Dr. Peter Godfrey-Faussett, a senior lecturer at the London School of Hygiene and Tropical Medicine, gave me precious expert advice, both at the outset and again at the manuscript stage.
Arthur, a man of many trades and son of my late American publisher Jack Geoghegan, told me horrendous tales of his time as a pharma man in Moscow and Eastern Europe. Jack's benign spirit presided over us.
Daniel Berman of Medecins Sans Frontieres in Geneva provided me with a briefing that was three-star Michelin: worth the whole journey.
BUKO Pharma-Kampagne of Bielefeld in Germany — not to be confused with Hippo in my novel — is an independently financed, undermanned body of sane, well-qualified people who struggle to expose the misdeeds of the pharmaceutical industry, particularly in its dealings with the Third World. If you are feeling generous, please send them some money to help them continue their work. As medical opinion continues to be insidiously and methodically corrupted by the pharma-giants, BUKO'S survival assumes ever greater importance. And BUKO not only helped me greatly. They actually urged me to extol the virtues of responsible pharmaceutical companies. For love of them, I tried here and there to do as they asked, but it wasn't what the story was about.
Both Dr. Paul Haycock, a veteran of the international pharma industry, and Tony Allen, an old Africa hand and pharmaconsultant with a heart and an eye, gave me freely of their advice, knowledge and good humor, and graciously suffered my assaults on their profession — as indeed did the hospitable Peter, who prefers to remain modestly in the shadows.

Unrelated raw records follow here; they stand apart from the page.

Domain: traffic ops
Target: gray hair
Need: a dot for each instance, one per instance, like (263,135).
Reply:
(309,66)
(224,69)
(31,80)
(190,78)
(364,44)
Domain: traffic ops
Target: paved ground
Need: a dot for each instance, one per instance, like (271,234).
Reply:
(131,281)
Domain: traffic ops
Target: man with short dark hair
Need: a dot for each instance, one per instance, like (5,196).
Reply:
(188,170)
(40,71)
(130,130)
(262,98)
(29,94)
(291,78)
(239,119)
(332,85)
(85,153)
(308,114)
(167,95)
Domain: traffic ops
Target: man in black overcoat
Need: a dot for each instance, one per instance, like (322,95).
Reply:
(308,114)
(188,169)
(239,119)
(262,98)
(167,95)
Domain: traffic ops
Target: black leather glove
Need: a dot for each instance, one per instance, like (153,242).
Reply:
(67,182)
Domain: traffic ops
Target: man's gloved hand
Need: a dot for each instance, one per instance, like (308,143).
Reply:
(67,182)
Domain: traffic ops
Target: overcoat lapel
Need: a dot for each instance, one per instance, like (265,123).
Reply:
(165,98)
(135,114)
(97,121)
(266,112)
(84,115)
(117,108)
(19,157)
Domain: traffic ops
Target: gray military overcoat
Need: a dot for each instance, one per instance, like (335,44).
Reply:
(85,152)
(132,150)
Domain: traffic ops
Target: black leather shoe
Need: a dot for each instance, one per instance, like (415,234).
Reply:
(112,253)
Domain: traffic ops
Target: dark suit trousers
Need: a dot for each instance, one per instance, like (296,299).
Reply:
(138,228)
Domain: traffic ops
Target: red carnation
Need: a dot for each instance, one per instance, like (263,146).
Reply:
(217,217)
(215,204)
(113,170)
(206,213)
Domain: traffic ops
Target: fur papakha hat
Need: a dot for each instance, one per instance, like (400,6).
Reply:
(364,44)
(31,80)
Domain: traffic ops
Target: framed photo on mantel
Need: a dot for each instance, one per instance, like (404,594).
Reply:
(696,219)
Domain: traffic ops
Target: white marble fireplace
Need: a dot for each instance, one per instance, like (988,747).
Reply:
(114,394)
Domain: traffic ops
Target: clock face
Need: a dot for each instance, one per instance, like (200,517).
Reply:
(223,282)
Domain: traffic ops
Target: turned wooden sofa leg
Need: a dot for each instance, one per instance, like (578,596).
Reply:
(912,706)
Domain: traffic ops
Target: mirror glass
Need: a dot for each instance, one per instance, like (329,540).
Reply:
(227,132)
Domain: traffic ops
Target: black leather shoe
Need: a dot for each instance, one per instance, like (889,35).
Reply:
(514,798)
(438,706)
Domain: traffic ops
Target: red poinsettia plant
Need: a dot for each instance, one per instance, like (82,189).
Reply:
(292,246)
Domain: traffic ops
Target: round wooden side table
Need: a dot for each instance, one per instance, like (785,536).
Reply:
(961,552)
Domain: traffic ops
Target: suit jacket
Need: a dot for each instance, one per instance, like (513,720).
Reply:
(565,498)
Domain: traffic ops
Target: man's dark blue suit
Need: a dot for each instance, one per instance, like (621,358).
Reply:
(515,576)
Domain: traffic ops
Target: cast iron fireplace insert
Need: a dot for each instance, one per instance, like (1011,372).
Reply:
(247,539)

I received help from several sterling individuals in the United Nations. None had the smallest notion of what I was about; nevertheless I suspect it is tactful not to name them.
With sadness, I have also decided not to name the people in Kenya who generously gave me their assistance. As I write, news is coming in of the death of John Kaiser, an American priest from Minnesota who worked in Kenya for the last thirty-six years. His body was found in Naivasha, fifty miles northwest of Nairobi. It had a bullet wound to the head. A shotgun was found close by. Mr. Kaiser was a longtime outspoken critic of the Kenyan government's human rights policies, or lack of them. Accidents like that can happen again.
In describing the tribulations of Lara in Chapter 18, I drew on several cases, particularly in the North American continent, where highly qualified medical researchers have dared to disagree with their pharmaceutical paymasters and suffered vilification and persecution for their pains. The issue is not about whether their inconvenient findings were correct. It is about individual conscience in conflict with corporate greed. It is about the elementary right of doctors to express unbought medical opinions, and their duty to acquaint patients with the risks they believe to be inherent in the treatments they prescribe.
And lastly, if you should ever chance to find yourself on the island of Elba, please do not fail to visit the beautiful old estate that I appropriated for Tessa and her Italian forebears. It is called La Chiusa di Magazzini, and is the property of the Foresi family. The Foresis make red, white and rose wines and liqueurs from their own vineyard, and an immaculate oil from their own olive orchard. They have a few cottages that you may rent. There is even an oil room where those in search of answers to life's great riddles may seek temporary seclusion.